C'est elle qui chantait et même à cette époque-là, près de dix ans plus tôt, elle avait déjà la voix rauque d'une fumeuse. Je n'osais pas imaginer ce que ça donnerait aujourd'hui – un truc genre corbeau avec des brindilles dans le bec.

— Je ne sais pas où ils sont passés, pour la moitié d'entre eux.
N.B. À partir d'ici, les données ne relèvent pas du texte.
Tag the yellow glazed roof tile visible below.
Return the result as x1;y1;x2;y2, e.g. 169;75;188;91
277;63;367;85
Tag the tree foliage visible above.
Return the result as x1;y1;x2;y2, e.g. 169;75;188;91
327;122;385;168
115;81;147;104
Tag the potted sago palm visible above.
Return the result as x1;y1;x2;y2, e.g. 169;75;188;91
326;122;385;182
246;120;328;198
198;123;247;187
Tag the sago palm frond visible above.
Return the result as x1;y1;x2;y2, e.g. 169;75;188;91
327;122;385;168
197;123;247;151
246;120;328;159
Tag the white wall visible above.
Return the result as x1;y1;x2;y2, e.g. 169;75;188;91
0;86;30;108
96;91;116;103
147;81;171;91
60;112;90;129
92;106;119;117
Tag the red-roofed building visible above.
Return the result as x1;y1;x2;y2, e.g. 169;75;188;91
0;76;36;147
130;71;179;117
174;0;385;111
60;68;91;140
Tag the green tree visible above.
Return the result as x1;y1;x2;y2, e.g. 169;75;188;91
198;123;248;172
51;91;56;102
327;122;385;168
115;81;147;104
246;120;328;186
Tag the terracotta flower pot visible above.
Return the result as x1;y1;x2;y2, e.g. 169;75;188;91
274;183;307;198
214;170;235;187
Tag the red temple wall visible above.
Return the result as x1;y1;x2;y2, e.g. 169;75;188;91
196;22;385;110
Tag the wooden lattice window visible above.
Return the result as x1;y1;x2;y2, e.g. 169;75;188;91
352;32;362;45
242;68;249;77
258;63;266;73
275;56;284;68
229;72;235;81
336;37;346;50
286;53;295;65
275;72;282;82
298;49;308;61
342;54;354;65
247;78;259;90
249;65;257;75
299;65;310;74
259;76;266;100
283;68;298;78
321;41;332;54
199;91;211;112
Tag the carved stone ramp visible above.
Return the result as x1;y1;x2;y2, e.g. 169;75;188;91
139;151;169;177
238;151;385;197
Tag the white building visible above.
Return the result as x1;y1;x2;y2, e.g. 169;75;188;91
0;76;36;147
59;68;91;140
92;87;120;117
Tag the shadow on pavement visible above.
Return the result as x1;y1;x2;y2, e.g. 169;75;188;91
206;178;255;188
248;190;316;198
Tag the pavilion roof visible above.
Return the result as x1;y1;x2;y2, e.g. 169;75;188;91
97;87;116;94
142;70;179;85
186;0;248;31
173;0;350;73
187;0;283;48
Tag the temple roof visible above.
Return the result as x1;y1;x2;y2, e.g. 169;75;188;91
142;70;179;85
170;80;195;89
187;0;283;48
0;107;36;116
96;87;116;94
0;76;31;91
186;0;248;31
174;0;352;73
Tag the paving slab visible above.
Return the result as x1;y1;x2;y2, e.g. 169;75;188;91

— Et je ne tiens pas à le savoir.

— Ray est en Australie.

— Vous pouvez vous retrouver, a dit Danielle, rien que pour cette fois. Ce serait chouette. Nostalgique.

— J'en sais trop rien.

— Même pas pour moi ? a-t-elle suggéré d'un air engageant. (Elle n'avait pas l'air de comprendre que nous n'avions nullement l'intention de jouer à son mariage.) On ne se marie qu'une fois.

— C'est impossible, a répondu Liza gaiement, en agitant les mains en l'air de manière exubérante. Je prends mon congé sabbatique et je vais me volatiliser. Je pars quatre semaines en Thaïlande et au Vietnam. Je ne reviens que deux jours avant ton mariage. Même si on pouvait convaincre les autres, ce qui me paraît mission impossible, je ne serais pas dans le coin pour répéter. Pas plus que la plupart des autres. C'est l'été, après tout.

— Ah... a soupiré Danielle.

On aurait dit qu'elle allait se mettre à pleurer, maintenant que ses chers plans étaient tombés à l'eau. Puis elle s'est ranimée, a appuyé son petit menton dans sa main et s'est adressée à moi.

— Mais tu es là, Bonnie. Tout l'été. À refaire ton appart.

Je ne sais pas comment cela se fait que j'ai dit oui, alors que franchement, je pensais : non, non, non, NON. En aucun cas. J'ignore comment j'ai fait pour accepter que l'on empiète sur mes délicieuses six semaines destinées à bricoler peinarde entre deux élans de décoration. Mais j'ai été idiote, et je l'ai fait.